妄想兼脳内デート(私は決して変態ではありません。)
M6363
第1話「光咲と恋のジェットコースター、愛は急には止まれない!」
異性と接触し対話をした事がない。
故に些細な一言でドキドキしてしまう。
その様な人間がこの世界には、数多く潜んでいる。
この物語は、異性に対して免疫のない生物
(非異性接触種Noラブリー)である男の悲しい
妄想コメディである。
介護の職場では、当たり前の事柄が存在する。
それは職場に女性が多いという事である。
しかし女性が多い職場は、数多くある。
そして介護職員に求められるもの…。
それは、清廉潔白である事である。
すなわち、女性も男性も同じ様にその事
ついて向き合わなければならないのだが…。
この男は、別の意味でも常に己自身と向き合い戦いを続けていた。
私は介護士である。
名前は言いたくない。
毎日、利用者様の罵声を浴び
周りのお世話をする職務についている。
苦痛ではない。
むしろやりがいもある。
そして介護という仕事は
世間が言うには特別な人間のみが
出来る仕事(聖人君子)だと思う人間も
少なくはない。
私は聖人君子などこの世に
いないと常々に、感じ初めていた。
その理由は…。
人間は、隠された欲望が誰にしも存在するからである。
そして私にも人には言えぬ秘密がある。
それは職場の異性と何か会話を
する度に、ピンクな妄想を
膨らますのである。
決して変態ではない。
私はこれを(脳内デート)と
命名し楽しんでいた。
そして私の様な人間も数多く潜んでいる。
今日はどんな脳内デートを楽しめるのだろうか?
今日は、誰と組むのだろうか。
おっ。これは!
脳内デートのメインキャスト
(犠牲者?)光咲さんだ。
彼女の一言は、想像をふくらませるのに
うってつけの素材を提供してくれる。
彼女の黒く長い髪からは石鹸の甘い香りがする。
美しく長い髪を、後ろに束ねている。
そしていつものように挨拶をすると
こんな素材(一言)を私に伝える。
「いつも◯◯さんと仕事が一緒だと嬉しい。」
グフゥオ!…。これは凄まじい威力だ。
私には異性への免疫がない。
この一言は、私にとって
核兵器にも近い破壊力なのだ。
今日はこれを素材に脳内デートを、始めよう。
脳内で妄想監督が声をはる。
「光咲と恋のジェットコースター、愛は急には止まれない!」
(TAKE1スタート!)
光咲は、頬を赤らめ私に声をかける。
「今日は、◯◯さんと仕事が一緒だと嬉しいな。」
「あぁ僕もだよ。」
そう言うと僕は彼女の柔らかい手を軽く握る。
光咲は、「…えっ。」と少し驚き
私の方に近付き身体を寄せる。
そして彼女の薄ピンクの唇に
私は吸い込まれていくように…。
「ちょい待ち!カット!カット!」
「なんやねん!そのくだりは!」
「これだからチェリーはあかんねん…。
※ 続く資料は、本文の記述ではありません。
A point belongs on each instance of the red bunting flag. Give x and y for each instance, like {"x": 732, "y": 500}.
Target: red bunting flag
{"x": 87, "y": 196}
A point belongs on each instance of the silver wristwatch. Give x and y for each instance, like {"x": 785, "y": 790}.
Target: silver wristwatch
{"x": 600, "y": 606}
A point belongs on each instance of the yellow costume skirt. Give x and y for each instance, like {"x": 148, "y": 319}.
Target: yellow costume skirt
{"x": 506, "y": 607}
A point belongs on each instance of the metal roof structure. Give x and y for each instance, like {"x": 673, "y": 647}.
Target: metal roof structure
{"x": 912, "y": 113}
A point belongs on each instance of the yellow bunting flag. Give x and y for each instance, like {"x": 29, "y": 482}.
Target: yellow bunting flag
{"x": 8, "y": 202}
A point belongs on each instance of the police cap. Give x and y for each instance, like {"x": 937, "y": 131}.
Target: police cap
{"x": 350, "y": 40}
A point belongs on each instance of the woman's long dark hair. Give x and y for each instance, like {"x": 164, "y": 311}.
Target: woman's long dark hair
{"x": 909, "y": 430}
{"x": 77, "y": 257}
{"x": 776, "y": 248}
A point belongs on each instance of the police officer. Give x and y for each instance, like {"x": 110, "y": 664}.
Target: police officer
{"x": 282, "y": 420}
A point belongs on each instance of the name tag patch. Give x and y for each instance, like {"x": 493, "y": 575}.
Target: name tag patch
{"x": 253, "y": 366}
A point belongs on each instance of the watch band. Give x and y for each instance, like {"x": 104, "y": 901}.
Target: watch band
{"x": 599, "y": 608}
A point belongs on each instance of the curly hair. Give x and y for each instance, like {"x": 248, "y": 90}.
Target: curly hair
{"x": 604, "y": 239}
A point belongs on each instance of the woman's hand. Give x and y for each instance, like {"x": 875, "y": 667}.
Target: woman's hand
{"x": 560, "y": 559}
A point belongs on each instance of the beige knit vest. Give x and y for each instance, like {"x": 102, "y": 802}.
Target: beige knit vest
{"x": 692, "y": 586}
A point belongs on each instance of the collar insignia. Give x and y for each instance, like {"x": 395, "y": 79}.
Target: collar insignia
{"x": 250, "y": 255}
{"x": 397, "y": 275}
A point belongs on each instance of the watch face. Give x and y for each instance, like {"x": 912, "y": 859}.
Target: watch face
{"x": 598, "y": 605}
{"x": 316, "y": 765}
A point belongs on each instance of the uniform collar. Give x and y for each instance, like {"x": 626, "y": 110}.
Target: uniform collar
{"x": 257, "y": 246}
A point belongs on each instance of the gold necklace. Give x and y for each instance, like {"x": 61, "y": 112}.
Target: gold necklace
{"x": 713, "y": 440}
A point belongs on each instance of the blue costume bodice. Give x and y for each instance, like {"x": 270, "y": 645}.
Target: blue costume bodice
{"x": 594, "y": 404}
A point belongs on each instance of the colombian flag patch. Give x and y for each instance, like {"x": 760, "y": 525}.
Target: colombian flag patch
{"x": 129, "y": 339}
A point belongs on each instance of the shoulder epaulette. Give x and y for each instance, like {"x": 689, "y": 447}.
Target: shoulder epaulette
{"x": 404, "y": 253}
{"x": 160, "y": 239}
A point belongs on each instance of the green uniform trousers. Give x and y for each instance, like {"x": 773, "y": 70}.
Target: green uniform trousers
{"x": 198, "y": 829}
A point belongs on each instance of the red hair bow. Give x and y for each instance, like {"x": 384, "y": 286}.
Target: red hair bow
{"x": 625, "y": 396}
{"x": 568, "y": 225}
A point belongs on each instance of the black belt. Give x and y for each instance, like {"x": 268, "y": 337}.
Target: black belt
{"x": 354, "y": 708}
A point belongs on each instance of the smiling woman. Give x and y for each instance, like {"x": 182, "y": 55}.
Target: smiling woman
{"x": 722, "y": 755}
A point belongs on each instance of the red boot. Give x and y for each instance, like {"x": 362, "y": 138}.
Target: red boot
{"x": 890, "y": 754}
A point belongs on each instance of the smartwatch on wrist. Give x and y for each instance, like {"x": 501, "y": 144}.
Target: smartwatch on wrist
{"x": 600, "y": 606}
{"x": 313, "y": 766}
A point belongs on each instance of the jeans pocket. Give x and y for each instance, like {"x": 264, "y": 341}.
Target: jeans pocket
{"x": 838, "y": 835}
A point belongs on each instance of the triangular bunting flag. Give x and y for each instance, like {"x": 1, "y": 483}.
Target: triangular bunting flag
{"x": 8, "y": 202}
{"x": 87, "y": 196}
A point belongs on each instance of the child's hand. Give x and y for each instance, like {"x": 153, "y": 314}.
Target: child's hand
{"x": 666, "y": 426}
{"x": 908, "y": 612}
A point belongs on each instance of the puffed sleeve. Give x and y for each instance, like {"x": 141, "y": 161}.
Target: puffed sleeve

」
妄想監督は、私の脚本に呆れていた。
だが私からしたら、お前も私の一部だろう
と心でツッコミを入れたが
妄想監督は、作品に妥協を許さない。
そして助監督が妄想監督に
耳打ちをしていた。
(彼は必要以上に手を握り締めていました。)
(あれ以上触れるとやはりコンプライアンス的にどうかと…。)
「そっかやはりチェリーには無理やったか…。」
「ほな撤収!」
どうやら私の演技に問題があったらしい。
脳内の監督が職務に差し支えるとストップをかけた。
すると「トイレはどこだい?」
と利用者様が私に訴える。
その瞬間に、現実へと引き戻された。
気がつくと私は、黙々と利用者様のトイレ
誘導をこなしていた。
「◯◯さん本当に利用者様の接し方が丁寧ですね。」
(いや今、私は、ピンクな事を考えていた。)
私は不純な生物なのだ。
その様な尊敬の眼差しで見ないでくれ。
そして変態ではない決して…。多分?
こうして脳内デートは、収まった。
第一幕はこれで終わる。
次はどの様なピンク(脳内デート)が楽しめるのだろうか。
私は、静かに汚れた下着を必死で洗いながら
夕日が沈むのを窓から
眺めていた…。
そして光咲さんは、洗い終えた、下着を見て
「すごい綺麗!一家に一台ほしいです。」
と悪気のない笑顔を私に向けて去って行った。